David Bowie, the chameleon of rock ‘n’ roll, is ch-ch-ch-changing his image once again, going to Wall Street to market bonds that will pay interest from his old song royalties.
An innovation for both the investment world and the entertainment industry, the bonds will allow the British music icon to collect $55 million up front instead of waiting for royalty checks to trickle in over many years.
The Bowie bond is tied to royalties from 25 albums, such as “The Rise and Fall of Ziggy Stardust and The Spiders from Mars,” that the 50-year-old rocker recorded before 1990. Current and future works are excluded.
Whoever thought investors would be enticed by esoteric bonds tied to royalties from a singer’s hits?
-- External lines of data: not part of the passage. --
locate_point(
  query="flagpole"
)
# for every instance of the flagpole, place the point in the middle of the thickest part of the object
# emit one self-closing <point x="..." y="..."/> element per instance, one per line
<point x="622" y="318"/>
But these albums sell more than 1 million copies annually.
Prudential Insurance Co. of America, knowing a good risk when it sees one, loosened its tie and snapped up all the bonds.
They provide Prudential with a 7.9 percent return on its investment over 10 years - an even higher return, by the way, than the 6.37 percent yield on the new 10-year Treasury note.
Bowie has opened what is envisioned as a new market for so-called asset-backed bonds, which derive value from payments on such things as mortgages or car loans. In this case, the asset is Bowie’s songs, such as “Let’s Dance,” “Changes” and “Space Oddity,” which still generate strong sales.
Bowie has amassed a $100 million fortune over three decades. His latest album, “Earthling,” was released in the United States this week and is near the top of European charts.